Default Title
logo spatial highlights
Di Mana Perempuan Tak Aman? Analisis Geospasial Kekerasan Berbasis Gender di Indonesia

Di Mana Perempuan Tak Aman? Analisis Geospasial Kekerasan Berbasis Gender di Indonesia

Kekerasan berbasis gender terhadap perempuan (KBGtP) terus menunjukkan tren peningkatan dan penyebaran spasial yang signifikan di Indonesia. Fenomena ini tidak hanya berkembang dari segi jumlah kasus, tetapi juga dari segi keragaman bentuk, lokasi, dan karakteristik korban serta pelaku sehingga membutuhkan pendekatan geospasial untuk memahami pola-pola penyebarannya.

Dalam upaya memetakan dinamika tersebut, Komnas Perempuan pada tahun 2024 melaksanakan survei nasional dengan mengirimkan kuesioner kepada berbagai pemangku kepentingan, termasuk lembaga layanan, organisasi masyarakat sipil, aparat penegak hukum, serta instansi pemerintahan. Data yang dikumpulkan mencakup tipologi kekerasan, profil korban dan pelaku, serta medium kekerasan, baik fisik, verbal, digital, maupun struktural.

Secara nasional, tercatat 445.502 kasus kekerasan berbasis gender sepanjang tahun 2024, meningkat 9,77% dibandingkan tahun sebelumnya (401.975 kasus). Jika dirata-rata, 16 kasus dilaporkan setiap hari ke Komnas Perempuan, menunjukkan bahwa KBGtP bukan hanya isu privat, tetapi telah menjadi persoalan struktural yang tersebar luas.

Secara spasial, kasus-kasus ini tidak tersebar merata, tetapi menunjukkan klaster geografis yang konsisten dari tahun ke tahun.

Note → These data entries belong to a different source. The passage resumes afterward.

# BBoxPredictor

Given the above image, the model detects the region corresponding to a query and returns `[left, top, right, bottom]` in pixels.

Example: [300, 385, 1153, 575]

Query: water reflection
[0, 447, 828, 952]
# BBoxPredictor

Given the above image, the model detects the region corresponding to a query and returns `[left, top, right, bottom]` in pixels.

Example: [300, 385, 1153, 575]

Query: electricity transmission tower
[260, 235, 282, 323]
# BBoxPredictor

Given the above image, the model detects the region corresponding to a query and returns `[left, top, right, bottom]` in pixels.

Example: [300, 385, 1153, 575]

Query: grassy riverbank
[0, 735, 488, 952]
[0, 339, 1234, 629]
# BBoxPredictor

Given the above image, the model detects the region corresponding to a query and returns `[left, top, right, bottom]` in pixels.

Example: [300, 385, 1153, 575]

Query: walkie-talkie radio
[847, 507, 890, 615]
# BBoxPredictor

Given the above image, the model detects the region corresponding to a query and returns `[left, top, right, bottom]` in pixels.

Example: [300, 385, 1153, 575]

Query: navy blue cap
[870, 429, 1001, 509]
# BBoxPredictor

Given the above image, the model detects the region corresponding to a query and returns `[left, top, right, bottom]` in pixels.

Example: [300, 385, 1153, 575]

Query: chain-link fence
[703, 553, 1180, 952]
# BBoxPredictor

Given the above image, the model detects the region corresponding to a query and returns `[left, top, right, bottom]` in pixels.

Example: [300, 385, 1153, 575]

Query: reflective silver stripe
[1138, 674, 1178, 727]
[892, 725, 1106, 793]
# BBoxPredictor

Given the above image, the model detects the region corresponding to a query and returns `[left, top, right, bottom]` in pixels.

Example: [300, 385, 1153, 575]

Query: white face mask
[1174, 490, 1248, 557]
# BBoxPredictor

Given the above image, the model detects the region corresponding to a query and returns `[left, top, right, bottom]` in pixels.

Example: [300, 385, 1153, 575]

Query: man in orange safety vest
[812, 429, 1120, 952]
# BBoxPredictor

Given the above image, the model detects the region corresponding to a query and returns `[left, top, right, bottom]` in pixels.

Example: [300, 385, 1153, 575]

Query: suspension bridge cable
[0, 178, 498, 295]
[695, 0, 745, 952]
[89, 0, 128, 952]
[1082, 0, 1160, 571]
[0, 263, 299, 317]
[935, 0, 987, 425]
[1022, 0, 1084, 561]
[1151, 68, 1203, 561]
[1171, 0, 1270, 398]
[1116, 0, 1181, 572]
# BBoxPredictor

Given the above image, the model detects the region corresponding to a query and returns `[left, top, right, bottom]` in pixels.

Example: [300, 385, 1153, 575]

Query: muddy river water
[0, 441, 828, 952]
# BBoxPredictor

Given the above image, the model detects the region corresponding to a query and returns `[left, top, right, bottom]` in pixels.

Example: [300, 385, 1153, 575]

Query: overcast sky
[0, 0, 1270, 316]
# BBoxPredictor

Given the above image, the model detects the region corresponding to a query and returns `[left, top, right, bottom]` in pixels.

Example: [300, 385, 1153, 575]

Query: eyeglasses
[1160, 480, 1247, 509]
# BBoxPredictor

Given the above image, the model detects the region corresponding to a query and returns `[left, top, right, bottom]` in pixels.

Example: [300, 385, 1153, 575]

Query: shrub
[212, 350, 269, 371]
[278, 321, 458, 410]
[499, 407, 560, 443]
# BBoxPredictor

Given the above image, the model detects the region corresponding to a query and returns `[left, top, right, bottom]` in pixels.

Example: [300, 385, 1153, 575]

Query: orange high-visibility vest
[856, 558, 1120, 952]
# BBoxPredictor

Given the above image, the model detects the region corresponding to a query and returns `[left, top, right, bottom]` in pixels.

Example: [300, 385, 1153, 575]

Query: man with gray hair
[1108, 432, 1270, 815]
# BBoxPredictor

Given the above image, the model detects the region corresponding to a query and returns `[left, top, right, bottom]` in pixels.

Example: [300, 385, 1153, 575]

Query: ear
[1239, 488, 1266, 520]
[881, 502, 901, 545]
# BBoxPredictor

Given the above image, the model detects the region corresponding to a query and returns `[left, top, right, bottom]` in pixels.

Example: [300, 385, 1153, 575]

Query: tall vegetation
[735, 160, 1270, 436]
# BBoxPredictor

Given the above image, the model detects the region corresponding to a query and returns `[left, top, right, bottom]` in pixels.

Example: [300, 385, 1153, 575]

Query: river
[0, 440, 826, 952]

Berikut rincian pemetaan berdasarkan hasil survei Komnas Perempuan.

1. Pulau Jawa

Pulau Jawa menempati posisi tertinggi sebagai episentrum kasus, khususnya di provinsi-provinsi dengan konsentrasi penduduk tinggi, seperti Jawa Barat, DKI Jakarta, dan Jawa Timur. Kepadatan penduduk dan akses teknologi turut menjadi faktor pendorong tingginya kasus, terutama kekerasan berbasis gender online (KBGO).

2. Sumatera Utara dan Lampung

Sumatera Utara dan Lampung juga mencatat angka signifikan, menunjukkan bahwa KBGtP tidak hanya terkonsentrasi di pusat-pusat urban, tetapi juga menyebar ke wilayah penyangga dan perdesaan.

3. Sulawesi Selatan

Di Sulawesi Selatan, kekerasan terhadap perempuan terutama terjadi dalam konteks relasi personal, seperti rumah tangga atau hubungan non-perkawinan.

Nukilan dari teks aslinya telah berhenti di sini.